Vectors definitions

Let’s start this series on data structures with vectors. Or list? Or arrays?

The terminology and definitions may vary so let’s start by talking about this. The definition depends from where it comes form and what language we are talking about.

For example C++ defines vector with in <vector> and it has the following properties:

variable size
non indexed
“unefficient” access
occupies more memory than necessary

The array is pretty much the complete opposite on these points.

The implementation we will see of vectors actually take from the two. It has the following properties:

variable size
indexed
fast access
occupies more memory than necessry

We could use the following structure:

struct vector
{
    size_t size;
    void **data;
};

And use realloc or reallocarray to increase the size of data every time we want to insert or remove an element.
But this method causes optimization issues. Let’s review some.

Problem 1:

For example, let’s imagine you want to append (insert at the end) elements successively. But realloc has a complexity of O(size). So the insert function aswell.

Problem 2:

Now, let’s imagine you have a few elements in the list. Then append an element and pop it multiple times in a row. And the pop function also uses realloc to decrease the size. In this situation you will realloc everytime you do an action on the list, with a complexity of O(n) for each.

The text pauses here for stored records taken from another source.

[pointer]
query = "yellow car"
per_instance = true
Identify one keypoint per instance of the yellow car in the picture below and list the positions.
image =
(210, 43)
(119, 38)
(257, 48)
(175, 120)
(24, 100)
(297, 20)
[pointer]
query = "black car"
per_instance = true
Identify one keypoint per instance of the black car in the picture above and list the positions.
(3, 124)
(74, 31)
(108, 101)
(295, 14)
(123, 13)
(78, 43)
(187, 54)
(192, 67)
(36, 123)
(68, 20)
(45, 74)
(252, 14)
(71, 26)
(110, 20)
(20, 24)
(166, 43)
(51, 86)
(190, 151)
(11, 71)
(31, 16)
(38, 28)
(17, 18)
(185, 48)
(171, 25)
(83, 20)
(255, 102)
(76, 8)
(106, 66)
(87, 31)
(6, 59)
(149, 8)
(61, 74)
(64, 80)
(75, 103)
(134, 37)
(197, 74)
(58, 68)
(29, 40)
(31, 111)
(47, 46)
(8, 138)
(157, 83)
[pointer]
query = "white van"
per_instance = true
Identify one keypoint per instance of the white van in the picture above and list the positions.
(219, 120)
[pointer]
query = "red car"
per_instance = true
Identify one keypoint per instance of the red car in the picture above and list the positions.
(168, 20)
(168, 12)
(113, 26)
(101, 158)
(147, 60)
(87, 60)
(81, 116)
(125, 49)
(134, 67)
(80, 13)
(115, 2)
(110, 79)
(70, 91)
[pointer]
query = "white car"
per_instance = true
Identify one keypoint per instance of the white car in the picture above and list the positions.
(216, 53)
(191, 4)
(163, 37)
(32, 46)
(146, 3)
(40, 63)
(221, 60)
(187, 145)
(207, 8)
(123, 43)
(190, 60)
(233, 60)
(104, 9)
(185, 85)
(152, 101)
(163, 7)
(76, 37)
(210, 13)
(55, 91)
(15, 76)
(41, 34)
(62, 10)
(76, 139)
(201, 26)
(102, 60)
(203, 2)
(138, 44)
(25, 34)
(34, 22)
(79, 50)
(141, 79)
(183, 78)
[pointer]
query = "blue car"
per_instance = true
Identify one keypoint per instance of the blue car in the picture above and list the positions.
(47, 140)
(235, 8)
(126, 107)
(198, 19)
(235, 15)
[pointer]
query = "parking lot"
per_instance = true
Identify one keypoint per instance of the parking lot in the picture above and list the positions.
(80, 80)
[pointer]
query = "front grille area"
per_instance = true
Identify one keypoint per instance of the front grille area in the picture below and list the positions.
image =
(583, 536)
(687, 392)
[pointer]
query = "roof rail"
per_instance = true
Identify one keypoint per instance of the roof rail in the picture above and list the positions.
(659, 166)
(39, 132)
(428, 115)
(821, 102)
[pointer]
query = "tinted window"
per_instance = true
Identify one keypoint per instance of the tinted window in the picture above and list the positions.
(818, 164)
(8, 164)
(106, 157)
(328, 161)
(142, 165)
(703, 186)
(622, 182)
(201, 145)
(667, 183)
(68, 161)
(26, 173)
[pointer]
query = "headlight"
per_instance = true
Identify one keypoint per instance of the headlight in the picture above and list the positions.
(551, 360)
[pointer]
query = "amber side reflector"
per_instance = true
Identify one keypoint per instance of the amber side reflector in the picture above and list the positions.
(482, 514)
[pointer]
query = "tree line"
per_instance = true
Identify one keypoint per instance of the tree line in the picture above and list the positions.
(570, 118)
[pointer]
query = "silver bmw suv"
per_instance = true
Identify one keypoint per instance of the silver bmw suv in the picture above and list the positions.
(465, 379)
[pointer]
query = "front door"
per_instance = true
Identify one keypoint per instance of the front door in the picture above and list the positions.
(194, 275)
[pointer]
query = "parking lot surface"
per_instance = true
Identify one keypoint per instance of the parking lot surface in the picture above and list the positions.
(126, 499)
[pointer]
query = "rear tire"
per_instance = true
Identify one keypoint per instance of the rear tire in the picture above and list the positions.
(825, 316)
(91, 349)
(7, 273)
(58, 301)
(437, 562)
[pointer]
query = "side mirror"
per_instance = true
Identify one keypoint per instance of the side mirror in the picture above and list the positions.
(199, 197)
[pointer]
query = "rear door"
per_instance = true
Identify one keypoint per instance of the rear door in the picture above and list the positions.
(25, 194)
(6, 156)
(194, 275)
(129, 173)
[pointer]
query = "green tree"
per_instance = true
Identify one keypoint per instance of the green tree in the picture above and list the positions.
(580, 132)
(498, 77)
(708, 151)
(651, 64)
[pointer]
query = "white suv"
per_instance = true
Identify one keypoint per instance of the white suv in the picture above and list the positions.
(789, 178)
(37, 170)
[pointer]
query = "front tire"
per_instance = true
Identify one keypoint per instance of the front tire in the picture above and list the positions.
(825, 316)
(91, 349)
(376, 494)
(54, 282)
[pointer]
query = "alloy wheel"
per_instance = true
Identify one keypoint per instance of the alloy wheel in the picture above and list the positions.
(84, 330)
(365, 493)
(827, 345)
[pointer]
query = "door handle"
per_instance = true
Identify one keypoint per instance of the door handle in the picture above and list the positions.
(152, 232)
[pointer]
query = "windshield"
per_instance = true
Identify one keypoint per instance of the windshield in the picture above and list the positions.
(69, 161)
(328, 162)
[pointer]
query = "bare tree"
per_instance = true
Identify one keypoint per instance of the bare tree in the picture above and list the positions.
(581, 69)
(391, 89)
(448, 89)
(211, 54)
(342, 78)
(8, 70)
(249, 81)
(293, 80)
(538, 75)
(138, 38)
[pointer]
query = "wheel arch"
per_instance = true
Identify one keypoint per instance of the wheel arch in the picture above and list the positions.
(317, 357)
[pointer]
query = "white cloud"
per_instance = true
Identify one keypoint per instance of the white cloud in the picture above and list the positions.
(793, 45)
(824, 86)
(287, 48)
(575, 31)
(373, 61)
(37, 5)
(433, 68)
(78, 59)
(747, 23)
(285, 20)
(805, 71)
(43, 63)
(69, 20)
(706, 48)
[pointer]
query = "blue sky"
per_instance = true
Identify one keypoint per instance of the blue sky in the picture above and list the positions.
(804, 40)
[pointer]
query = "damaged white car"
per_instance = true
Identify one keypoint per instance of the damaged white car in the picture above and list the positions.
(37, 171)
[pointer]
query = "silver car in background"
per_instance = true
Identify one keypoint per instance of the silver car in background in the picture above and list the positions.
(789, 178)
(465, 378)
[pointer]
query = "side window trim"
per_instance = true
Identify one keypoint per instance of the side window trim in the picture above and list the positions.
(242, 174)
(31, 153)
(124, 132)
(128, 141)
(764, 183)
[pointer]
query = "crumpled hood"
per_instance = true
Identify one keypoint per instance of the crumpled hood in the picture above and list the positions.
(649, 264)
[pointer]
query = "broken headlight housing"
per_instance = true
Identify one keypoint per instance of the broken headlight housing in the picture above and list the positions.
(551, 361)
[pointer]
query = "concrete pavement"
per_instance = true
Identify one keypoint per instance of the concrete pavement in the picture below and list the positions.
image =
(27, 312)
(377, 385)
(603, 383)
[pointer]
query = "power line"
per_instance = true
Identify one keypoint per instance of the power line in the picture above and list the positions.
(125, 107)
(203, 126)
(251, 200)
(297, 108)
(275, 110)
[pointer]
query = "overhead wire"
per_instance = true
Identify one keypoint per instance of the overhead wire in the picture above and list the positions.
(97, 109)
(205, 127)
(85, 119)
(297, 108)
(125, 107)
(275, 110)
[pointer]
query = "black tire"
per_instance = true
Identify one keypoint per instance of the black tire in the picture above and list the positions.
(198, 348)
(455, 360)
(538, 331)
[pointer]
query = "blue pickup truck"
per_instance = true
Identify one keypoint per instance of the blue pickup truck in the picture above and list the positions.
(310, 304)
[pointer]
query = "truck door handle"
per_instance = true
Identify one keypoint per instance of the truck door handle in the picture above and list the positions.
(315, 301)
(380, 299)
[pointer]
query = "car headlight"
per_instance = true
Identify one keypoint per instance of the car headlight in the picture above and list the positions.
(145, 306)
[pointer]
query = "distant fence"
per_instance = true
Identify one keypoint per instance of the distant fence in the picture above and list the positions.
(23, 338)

Let’s see another declaration of the structure that may help us:

struct vector
{
    size_t capacity;
    size_t size;
    void **data;
};

Here the size is how much element the vector currently has, the capacity is how much element the vector can contain at most.
We don’t need to use realloc evrerytime anymore. If we insert and the capacity is equal to the size we multiply the capacity and realloc data to a bigger size. And similarly for the inverse case, if the size is too inferior to the capacity, you realloc data to a smaller size.

Thanks to this the insertion has a linearized complexity of O(1), same for pop.

We still have a few question left about this:

By what factor do we multiply the size?
By what factor do we divide the size?
What does “the size is too inferior to the capacity” mean?

Well it all depends on the situation and the application but the factor is often 2, and too small is: size==(capacity/2)*0.75.

The array reduction when the size is too small is not mandatory, it just makes it more memory efficient. The array expantion on the other side is rather mandatory if you want to make it mandatory if you want a real dynamic size.

This will be it for this article. Next time we will probably talk about the “methods” on this structure.

Written on April 28, 2022